Xbox One 2014 Entertainment Review – How it Comes Together
Motion control and voice are nice haves. What ties all of this together is the Live TV functionality, in my opinion. Each Xbox One has an HDMI pass-through port, but only the Kinect 2 sensor has the necessary infrared port that allows the Xbox One to control a cable box. I can’t tell you how great it is.
Before the Xbox One arrived on my doorstep I was a lifelong cable cutter. Since moving out on my own in 2008, I hadn’t used cable at all. I supplemented my reading time with Hulu Plus and Netflix. I picked up a cable package the Saturday after my Xbox One arrived and I haven’t regretted it.
Sometimes I Snap the Live TV app to the side of my screen and play games while watching my favorite shows. “Xbox On” “Xbox, Watch Al Jazeera,” is my standard phrase when I walk into the living room.” That’s how simple it is to change channels or adjust volume. The Xbox OneGuide, ties the experience together, letting me check what’s on other channels and the entertainment that’s available through the dedicated apps like Netflix.
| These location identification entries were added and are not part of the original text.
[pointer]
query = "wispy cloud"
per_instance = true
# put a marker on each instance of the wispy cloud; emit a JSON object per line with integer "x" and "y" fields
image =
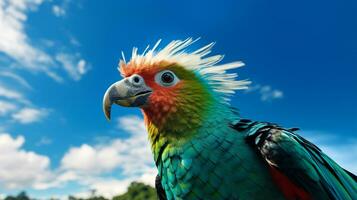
{"x": 266, "y": 92}
{"x": 17, "y": 78}
{"x": 76, "y": 67}
{"x": 15, "y": 43}
{"x": 29, "y": 115}
{"x": 58, "y": 11}
{"x": 20, "y": 168}
{"x": 132, "y": 156}
{"x": 6, "y": 107}
{"x": 44, "y": 141}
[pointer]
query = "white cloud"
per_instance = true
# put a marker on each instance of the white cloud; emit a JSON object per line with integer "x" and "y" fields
{"x": 17, "y": 78}
{"x": 44, "y": 141}
{"x": 131, "y": 155}
{"x": 16, "y": 44}
{"x": 10, "y": 94}
{"x": 58, "y": 11}
{"x": 20, "y": 168}
{"x": 75, "y": 67}
{"x": 13, "y": 40}
{"x": 6, "y": 107}
{"x": 29, "y": 115}
{"x": 267, "y": 93}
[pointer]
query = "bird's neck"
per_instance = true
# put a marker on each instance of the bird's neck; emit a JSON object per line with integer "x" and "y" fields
{"x": 179, "y": 128}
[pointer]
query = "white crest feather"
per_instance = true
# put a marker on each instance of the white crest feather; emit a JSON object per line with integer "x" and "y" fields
{"x": 207, "y": 66}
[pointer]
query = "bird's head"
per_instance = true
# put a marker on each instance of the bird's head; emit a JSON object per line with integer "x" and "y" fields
{"x": 173, "y": 87}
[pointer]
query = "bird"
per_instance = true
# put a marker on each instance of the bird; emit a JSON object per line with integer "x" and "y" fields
{"x": 202, "y": 147}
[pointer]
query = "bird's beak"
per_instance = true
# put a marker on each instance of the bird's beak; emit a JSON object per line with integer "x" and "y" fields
{"x": 129, "y": 92}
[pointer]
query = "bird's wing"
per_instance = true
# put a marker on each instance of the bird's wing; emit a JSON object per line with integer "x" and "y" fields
{"x": 159, "y": 189}
{"x": 300, "y": 161}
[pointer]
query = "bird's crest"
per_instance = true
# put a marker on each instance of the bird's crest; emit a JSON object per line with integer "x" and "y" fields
{"x": 176, "y": 52}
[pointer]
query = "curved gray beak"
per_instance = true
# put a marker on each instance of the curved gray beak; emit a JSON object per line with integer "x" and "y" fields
{"x": 129, "y": 92}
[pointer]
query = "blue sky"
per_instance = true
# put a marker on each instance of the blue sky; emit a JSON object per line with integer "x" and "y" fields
{"x": 58, "y": 57}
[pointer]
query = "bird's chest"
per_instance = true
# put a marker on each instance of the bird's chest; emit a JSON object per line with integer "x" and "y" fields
{"x": 206, "y": 168}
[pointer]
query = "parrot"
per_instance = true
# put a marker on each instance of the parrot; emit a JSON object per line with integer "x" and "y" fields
{"x": 202, "y": 147}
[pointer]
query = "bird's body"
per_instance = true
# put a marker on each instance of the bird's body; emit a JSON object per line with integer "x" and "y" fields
{"x": 201, "y": 146}
{"x": 215, "y": 163}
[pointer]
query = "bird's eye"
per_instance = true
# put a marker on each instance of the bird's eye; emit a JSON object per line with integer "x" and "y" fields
{"x": 166, "y": 78}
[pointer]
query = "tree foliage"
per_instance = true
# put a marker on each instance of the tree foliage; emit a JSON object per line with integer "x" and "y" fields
{"x": 136, "y": 191}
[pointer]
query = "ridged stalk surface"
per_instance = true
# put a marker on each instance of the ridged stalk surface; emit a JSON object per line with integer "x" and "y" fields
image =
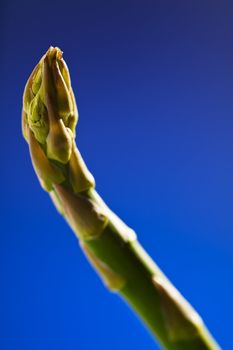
{"x": 49, "y": 120}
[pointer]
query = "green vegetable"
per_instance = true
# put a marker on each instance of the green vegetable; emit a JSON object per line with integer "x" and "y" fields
{"x": 49, "y": 119}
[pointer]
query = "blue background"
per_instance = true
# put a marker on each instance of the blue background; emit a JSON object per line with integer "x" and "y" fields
{"x": 154, "y": 87}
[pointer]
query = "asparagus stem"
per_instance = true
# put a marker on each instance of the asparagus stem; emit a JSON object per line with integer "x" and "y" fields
{"x": 49, "y": 118}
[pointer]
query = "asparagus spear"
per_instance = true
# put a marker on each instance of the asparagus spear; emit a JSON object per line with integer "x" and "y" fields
{"x": 49, "y": 118}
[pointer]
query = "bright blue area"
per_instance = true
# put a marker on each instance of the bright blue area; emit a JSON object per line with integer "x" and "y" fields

Multiple users in your house isn’t a problem. The Xbox One can recognize each person and bring up their favorites when they are around. Talk in the same room as an Xbox One and you’re logged in. It’s that simple.
Update are the lifeblood of an experience like this. Microsoft proved that it understood this with the Xbox 360 and it has proven it with this console too.
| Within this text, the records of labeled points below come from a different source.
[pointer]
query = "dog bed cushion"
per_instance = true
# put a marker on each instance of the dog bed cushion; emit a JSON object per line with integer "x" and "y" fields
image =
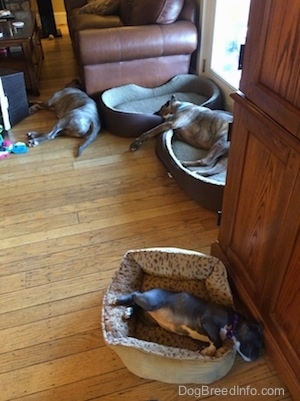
{"x": 128, "y": 110}
{"x": 207, "y": 190}
{"x": 152, "y": 352}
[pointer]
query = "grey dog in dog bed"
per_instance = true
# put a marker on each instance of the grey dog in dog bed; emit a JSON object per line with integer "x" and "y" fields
{"x": 198, "y": 126}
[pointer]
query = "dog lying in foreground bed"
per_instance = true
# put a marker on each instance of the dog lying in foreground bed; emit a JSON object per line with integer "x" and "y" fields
{"x": 78, "y": 116}
{"x": 198, "y": 126}
{"x": 185, "y": 314}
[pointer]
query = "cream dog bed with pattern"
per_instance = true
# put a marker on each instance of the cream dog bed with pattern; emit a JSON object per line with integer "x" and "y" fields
{"x": 150, "y": 351}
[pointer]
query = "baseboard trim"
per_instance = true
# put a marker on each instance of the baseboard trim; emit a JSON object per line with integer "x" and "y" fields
{"x": 60, "y": 18}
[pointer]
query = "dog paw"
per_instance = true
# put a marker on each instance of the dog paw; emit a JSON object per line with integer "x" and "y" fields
{"x": 127, "y": 313}
{"x": 208, "y": 351}
{"x": 33, "y": 108}
{"x": 134, "y": 146}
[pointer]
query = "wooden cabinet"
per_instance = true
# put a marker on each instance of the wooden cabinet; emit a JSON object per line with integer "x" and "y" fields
{"x": 259, "y": 238}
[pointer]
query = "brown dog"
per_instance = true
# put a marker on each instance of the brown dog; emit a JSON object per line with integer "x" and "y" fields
{"x": 78, "y": 116}
{"x": 196, "y": 125}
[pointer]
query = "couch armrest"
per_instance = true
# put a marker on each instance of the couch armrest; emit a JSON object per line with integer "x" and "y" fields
{"x": 136, "y": 42}
{"x": 70, "y": 4}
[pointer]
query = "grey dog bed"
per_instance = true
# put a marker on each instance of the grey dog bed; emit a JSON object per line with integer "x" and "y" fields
{"x": 128, "y": 110}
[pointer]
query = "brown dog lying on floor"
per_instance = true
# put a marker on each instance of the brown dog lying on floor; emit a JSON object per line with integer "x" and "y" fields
{"x": 196, "y": 125}
{"x": 78, "y": 116}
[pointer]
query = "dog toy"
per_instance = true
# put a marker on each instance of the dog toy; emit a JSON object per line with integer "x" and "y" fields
{"x": 7, "y": 147}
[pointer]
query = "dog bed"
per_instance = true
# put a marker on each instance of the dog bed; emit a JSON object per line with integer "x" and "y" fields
{"x": 150, "y": 351}
{"x": 207, "y": 190}
{"x": 128, "y": 110}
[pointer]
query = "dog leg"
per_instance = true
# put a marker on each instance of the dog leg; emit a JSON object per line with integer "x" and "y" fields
{"x": 35, "y": 139}
{"x": 39, "y": 105}
{"x": 159, "y": 129}
{"x": 218, "y": 150}
{"x": 89, "y": 139}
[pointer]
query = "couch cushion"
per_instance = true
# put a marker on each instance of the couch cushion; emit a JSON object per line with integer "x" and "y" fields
{"x": 101, "y": 7}
{"x": 80, "y": 21}
{"x": 143, "y": 12}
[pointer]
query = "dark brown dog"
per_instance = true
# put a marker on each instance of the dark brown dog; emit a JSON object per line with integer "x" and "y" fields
{"x": 78, "y": 116}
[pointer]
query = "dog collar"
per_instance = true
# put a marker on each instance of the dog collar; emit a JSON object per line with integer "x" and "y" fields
{"x": 231, "y": 330}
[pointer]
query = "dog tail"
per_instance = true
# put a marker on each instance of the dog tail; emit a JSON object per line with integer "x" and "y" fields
{"x": 94, "y": 131}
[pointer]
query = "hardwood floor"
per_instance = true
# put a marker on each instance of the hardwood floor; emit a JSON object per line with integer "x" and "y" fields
{"x": 66, "y": 223}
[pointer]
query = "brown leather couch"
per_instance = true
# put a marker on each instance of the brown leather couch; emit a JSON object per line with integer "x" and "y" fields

In the last year software updates have added tons of entertainment features. The Xbox One supports a ridiculous amount of audio and video formats. Users can store media files on a flash drive for playback or stream it through the new DLNA Media Player app. The Xbox SmartGlass app is the universal remote every smartphone owner has been hoping for. In some countries, they can actually stream television directly to their smartphone or tablet through SmartGlass. There have been some small but crucial changes too. Originally, the Live TV app was a bit unstable and sometimes crashed. Today it runs pretty smoothly and surfaces things that are trending on Xbox Live and Twitter. An option for bypassing the Start Screen and going directly to the TV app has arrived too. You’d be surprised how much more family friendly that makes the console.
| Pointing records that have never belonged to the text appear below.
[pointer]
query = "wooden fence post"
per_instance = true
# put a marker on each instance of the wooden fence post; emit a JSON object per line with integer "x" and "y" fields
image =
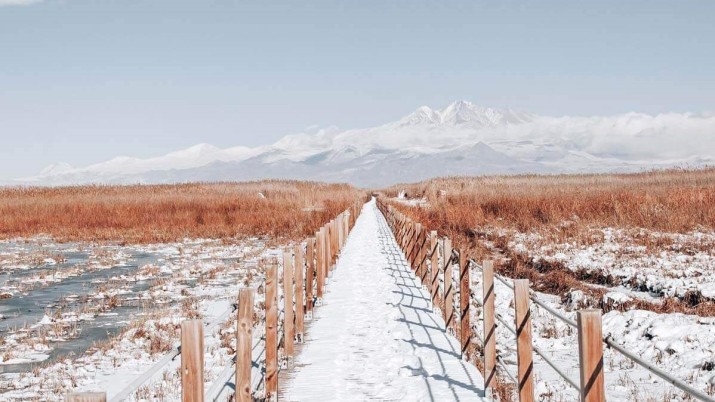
{"x": 288, "y": 329}
{"x": 490, "y": 344}
{"x": 525, "y": 358}
{"x": 448, "y": 284}
{"x": 422, "y": 259}
{"x": 320, "y": 264}
{"x": 271, "y": 380}
{"x": 299, "y": 301}
{"x": 328, "y": 249}
{"x": 416, "y": 246}
{"x": 464, "y": 293}
{"x": 192, "y": 361}
{"x": 310, "y": 266}
{"x": 434, "y": 269}
{"x": 86, "y": 397}
{"x": 244, "y": 345}
{"x": 590, "y": 350}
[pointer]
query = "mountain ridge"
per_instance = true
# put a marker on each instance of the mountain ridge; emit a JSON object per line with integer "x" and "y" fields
{"x": 499, "y": 140}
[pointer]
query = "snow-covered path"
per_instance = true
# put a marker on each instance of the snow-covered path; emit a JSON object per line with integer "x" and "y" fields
{"x": 376, "y": 337}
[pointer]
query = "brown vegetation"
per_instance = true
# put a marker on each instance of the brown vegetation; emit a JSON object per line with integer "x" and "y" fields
{"x": 161, "y": 213}
{"x": 674, "y": 200}
{"x": 473, "y": 212}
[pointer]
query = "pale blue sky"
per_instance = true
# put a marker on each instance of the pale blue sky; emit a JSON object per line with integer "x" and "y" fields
{"x": 83, "y": 81}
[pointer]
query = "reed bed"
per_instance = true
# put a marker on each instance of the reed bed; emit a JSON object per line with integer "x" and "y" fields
{"x": 481, "y": 214}
{"x": 164, "y": 213}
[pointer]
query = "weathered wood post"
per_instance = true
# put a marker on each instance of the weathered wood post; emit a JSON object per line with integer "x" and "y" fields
{"x": 86, "y": 397}
{"x": 448, "y": 285}
{"x": 434, "y": 268}
{"x": 271, "y": 380}
{"x": 309, "y": 277}
{"x": 464, "y": 293}
{"x": 590, "y": 350}
{"x": 320, "y": 266}
{"x": 244, "y": 345}
{"x": 299, "y": 300}
{"x": 192, "y": 361}
{"x": 422, "y": 258}
{"x": 288, "y": 323}
{"x": 525, "y": 358}
{"x": 339, "y": 223}
{"x": 416, "y": 246}
{"x": 328, "y": 249}
{"x": 490, "y": 344}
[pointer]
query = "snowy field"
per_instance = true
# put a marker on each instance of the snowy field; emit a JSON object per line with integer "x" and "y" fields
{"x": 96, "y": 317}
{"x": 640, "y": 264}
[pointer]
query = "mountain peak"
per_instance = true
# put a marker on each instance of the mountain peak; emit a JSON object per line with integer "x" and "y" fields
{"x": 465, "y": 113}
{"x": 56, "y": 168}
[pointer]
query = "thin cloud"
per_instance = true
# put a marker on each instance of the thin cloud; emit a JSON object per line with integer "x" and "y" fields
{"x": 18, "y": 2}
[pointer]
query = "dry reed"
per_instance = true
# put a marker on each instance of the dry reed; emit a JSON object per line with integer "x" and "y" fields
{"x": 161, "y": 213}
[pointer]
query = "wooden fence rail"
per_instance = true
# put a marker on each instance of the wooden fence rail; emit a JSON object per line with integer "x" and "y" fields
{"x": 421, "y": 252}
{"x": 304, "y": 277}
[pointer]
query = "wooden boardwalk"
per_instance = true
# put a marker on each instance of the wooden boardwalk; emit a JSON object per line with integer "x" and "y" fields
{"x": 376, "y": 337}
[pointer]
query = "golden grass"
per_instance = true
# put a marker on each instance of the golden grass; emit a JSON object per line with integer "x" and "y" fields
{"x": 673, "y": 200}
{"x": 161, "y": 213}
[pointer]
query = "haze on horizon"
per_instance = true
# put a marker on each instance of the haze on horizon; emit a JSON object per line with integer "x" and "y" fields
{"x": 84, "y": 81}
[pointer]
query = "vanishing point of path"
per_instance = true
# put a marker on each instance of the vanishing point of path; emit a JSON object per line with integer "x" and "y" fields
{"x": 376, "y": 337}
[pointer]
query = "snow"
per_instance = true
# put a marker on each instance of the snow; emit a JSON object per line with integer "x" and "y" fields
{"x": 521, "y": 142}
{"x": 376, "y": 336}
{"x": 685, "y": 262}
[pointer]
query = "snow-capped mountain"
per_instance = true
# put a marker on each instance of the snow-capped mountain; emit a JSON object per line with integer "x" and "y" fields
{"x": 460, "y": 139}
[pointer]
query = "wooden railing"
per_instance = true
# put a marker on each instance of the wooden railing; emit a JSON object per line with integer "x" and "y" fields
{"x": 303, "y": 277}
{"x": 422, "y": 248}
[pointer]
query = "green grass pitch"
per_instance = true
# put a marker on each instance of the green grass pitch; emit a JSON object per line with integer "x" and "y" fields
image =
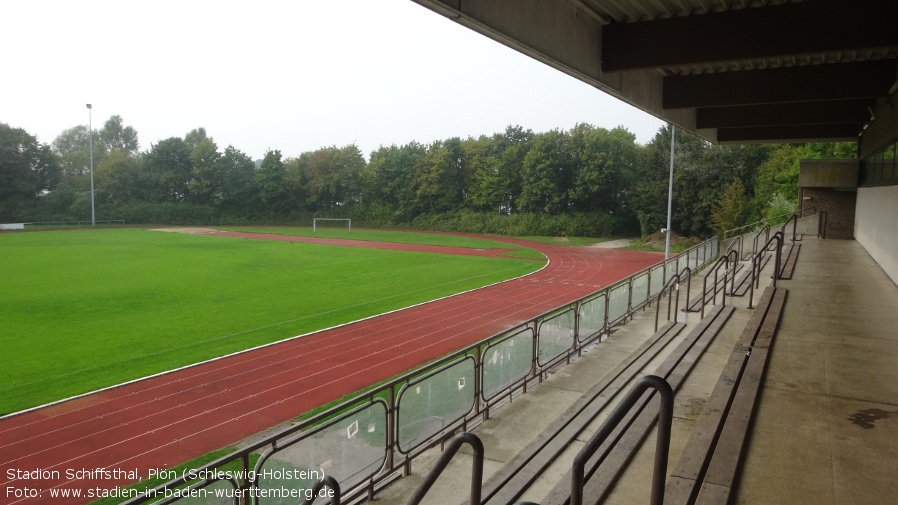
{"x": 82, "y": 310}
Xbox One 2014 Entertainment Review – Conclusion
There are some things I don’t like about the entertainment experience the Xbox One provides today. The Xbox OneGuide can be incredibly slow at times. The Xbox One’s slate of entertainment apps isn’t as large as what Xbox 360 users get. Not being able to mirror what I see on my Windows display is frustrating. Having no sleep timer when inside the television app makes me worry about my power bill some months. I wish I could store media files on the console’s hard drive or record television shows without a DVR.
The pluses outweigh the minuses. I can’t imagine the Xbox One without these entertainment features. Actually, I can. It’d be a better Xbox 360, which is fine, but not ideal for the people who have family members that aren’t into gaming. The Xbox One is the ultimate living room experience. If that’s what you’re looking for, plus a decent gaming machine, look no further. Just make sure, you’re ready to pay $499 instead of $399.